Brazil sends in troops to battle Zika, redouble efforts for Olympics

Brazil sends in troops to battle Zika, redoubles efforts for Olympics

RIO DE JANEIRO – Brazil’s health minister says the country will mobilize some 220,000 troops to battle the mosquito blamed for spreading a virus linked to birth defects, but he also was quoted Tuesday as saying the battle already is being lost.

Castro said that nearly 220,000 members of Brazil’s Armed Forces would go door-to-door to help in mosquito eradication efforts, according to Rio de Janeiro’s O Globo newspaper. It also quoted Castro as saying the government would distribute mosquito repellent to some 400,000 pregnant women who receive cash-transfer benefits.

And all major Brazilian dailies quoted Castro as saying the country is “badly losing the battle” against the Aedes aegypti mosquito that transmits Zika, dengue, chikungunya and yellow fever.

“The mosquito has been here in Brazil for three decades, and we are badly losing the battle against the mosquito,” Folha de S. Paulo newspaper quoted him as saying as a crisis group on Zika was meeting in the capital, Brasilia.

Emails to Castro’s office for comment were not immediately been answered.

Worry about the rapid spread of Zika has expanded across the nation, and the hemisphere beyond.

Repellent has disappeared from many Brazilian pharmacies and prices for the product have tripled or even quadrupled where it’s still available in recent weeks since the government announced a suspected link between Zika virus and microcephaly, a rare birth defect that sees babies born with unusually small heads and can cause lasting developmental problems.
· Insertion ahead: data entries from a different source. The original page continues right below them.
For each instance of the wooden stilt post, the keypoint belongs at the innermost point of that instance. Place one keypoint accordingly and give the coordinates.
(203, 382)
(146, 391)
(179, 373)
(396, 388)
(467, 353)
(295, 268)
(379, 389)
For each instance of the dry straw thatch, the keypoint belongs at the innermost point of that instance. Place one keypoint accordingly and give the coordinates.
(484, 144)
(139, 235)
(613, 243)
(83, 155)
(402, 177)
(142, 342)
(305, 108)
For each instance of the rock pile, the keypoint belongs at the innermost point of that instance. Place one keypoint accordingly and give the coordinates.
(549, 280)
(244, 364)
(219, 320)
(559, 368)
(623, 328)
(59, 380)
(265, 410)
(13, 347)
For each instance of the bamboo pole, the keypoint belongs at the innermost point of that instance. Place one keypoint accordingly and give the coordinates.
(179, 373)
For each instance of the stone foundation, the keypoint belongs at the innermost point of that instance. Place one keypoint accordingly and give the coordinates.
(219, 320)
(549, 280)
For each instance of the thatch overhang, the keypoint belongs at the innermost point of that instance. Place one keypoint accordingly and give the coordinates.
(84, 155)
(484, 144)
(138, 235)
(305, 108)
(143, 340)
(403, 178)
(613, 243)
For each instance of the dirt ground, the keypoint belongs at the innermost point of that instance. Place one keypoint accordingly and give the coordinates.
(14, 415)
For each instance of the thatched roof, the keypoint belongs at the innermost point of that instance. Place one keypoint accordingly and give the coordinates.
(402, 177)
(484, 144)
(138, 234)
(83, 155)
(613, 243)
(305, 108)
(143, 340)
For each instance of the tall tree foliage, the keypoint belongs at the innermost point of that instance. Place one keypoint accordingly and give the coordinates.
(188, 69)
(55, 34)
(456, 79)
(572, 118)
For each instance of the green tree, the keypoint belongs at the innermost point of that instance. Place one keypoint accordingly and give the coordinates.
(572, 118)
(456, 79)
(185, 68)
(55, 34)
Nearly 4,000 suspected cases of microcephaly have been reported since October, compared with fewer than 150 cases in the country in all of 2014.

The U.S. Centers for Disease Control and Prevention has advised pregnant women to reconsider travel to Brazil and 21 other countries and territories with Zika outbreaks over fears about microcephaly.
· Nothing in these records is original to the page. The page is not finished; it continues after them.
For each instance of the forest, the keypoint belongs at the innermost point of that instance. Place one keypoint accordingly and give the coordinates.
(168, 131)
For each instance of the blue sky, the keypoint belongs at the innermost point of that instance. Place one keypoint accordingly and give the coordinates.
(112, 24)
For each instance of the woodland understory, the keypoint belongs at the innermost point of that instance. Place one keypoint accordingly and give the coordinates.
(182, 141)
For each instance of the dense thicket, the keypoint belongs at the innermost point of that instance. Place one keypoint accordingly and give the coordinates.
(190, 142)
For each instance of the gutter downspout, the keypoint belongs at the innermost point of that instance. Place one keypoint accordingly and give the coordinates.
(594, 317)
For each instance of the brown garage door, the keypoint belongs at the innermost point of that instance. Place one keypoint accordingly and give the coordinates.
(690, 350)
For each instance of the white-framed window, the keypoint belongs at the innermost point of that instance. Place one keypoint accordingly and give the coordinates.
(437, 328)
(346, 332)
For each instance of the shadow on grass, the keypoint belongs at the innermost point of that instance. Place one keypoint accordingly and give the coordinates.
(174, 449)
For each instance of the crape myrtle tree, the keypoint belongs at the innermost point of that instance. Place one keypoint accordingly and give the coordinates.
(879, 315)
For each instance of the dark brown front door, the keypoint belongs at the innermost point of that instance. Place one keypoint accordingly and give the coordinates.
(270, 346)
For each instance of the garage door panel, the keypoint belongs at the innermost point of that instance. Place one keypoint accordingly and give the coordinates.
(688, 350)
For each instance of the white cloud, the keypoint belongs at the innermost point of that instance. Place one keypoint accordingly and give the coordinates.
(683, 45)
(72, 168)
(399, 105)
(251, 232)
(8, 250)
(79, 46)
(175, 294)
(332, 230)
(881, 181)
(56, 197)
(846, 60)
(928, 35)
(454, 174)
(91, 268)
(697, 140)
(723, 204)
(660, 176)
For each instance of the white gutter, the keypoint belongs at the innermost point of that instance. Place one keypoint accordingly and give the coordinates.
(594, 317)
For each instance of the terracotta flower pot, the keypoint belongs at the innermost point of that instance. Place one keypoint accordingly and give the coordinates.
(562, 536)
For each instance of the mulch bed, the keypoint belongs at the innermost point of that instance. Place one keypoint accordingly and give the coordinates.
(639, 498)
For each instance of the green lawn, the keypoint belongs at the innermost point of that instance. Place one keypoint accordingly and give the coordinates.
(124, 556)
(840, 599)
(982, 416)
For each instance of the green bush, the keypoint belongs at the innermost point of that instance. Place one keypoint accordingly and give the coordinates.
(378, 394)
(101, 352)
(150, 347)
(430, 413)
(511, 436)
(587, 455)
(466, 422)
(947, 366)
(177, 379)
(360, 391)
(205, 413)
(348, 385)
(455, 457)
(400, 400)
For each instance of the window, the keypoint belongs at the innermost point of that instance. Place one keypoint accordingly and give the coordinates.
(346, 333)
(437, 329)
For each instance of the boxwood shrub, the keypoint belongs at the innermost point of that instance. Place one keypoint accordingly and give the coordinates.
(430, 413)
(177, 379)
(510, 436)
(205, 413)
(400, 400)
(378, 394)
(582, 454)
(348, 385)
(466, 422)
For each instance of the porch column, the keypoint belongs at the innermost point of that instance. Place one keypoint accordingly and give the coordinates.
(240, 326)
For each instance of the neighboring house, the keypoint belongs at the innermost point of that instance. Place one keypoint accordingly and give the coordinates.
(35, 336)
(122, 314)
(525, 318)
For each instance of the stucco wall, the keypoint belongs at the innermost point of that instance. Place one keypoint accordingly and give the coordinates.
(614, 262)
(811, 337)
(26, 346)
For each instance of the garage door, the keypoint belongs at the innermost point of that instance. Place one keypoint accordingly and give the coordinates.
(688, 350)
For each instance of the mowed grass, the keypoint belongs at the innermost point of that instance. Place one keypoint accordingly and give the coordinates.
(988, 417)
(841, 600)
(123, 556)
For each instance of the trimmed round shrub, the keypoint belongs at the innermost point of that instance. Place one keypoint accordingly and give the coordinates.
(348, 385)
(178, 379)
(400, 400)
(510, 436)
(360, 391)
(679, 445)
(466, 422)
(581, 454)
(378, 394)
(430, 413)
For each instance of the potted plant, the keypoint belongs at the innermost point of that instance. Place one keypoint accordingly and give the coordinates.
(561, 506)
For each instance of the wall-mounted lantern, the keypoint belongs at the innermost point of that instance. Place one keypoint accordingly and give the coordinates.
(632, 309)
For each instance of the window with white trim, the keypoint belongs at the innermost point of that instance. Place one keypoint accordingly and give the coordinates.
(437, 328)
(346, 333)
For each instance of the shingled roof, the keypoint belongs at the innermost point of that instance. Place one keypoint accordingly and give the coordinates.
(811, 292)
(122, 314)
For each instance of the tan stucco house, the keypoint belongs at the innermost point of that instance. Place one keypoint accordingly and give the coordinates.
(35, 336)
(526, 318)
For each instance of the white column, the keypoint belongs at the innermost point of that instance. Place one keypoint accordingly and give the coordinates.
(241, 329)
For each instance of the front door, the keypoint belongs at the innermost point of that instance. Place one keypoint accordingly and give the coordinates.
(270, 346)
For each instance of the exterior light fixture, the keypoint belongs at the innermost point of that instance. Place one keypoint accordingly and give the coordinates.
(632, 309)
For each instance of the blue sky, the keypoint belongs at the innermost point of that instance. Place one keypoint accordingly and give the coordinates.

Both Brazil’s Zika outbreak and the spike in microcephaly have been concentrated in the poor and underdeveloped northeast of the country, though the prosperous southeast, where Sao Paulo and Rio de Janeiro are located, are the second hardest-hit region. Rio de Janeiro will host the Aug. 5-21 Olympic games.

On Tuesday, officials in Rio also ramped up their fight against the Aedes aegypti, dispatching a team of fumigators to the Sambadrome, where the city’s Carnival parades will take place next month. Governor Luiz Fernando Pezao was to be on hand for a ceremonial handover of around 30 vehicles to help poor Rio suburbs fight the spread of the mosquito, his team said.

Officials have also pledged to redouble mosquito eradication efforts during the Olympics.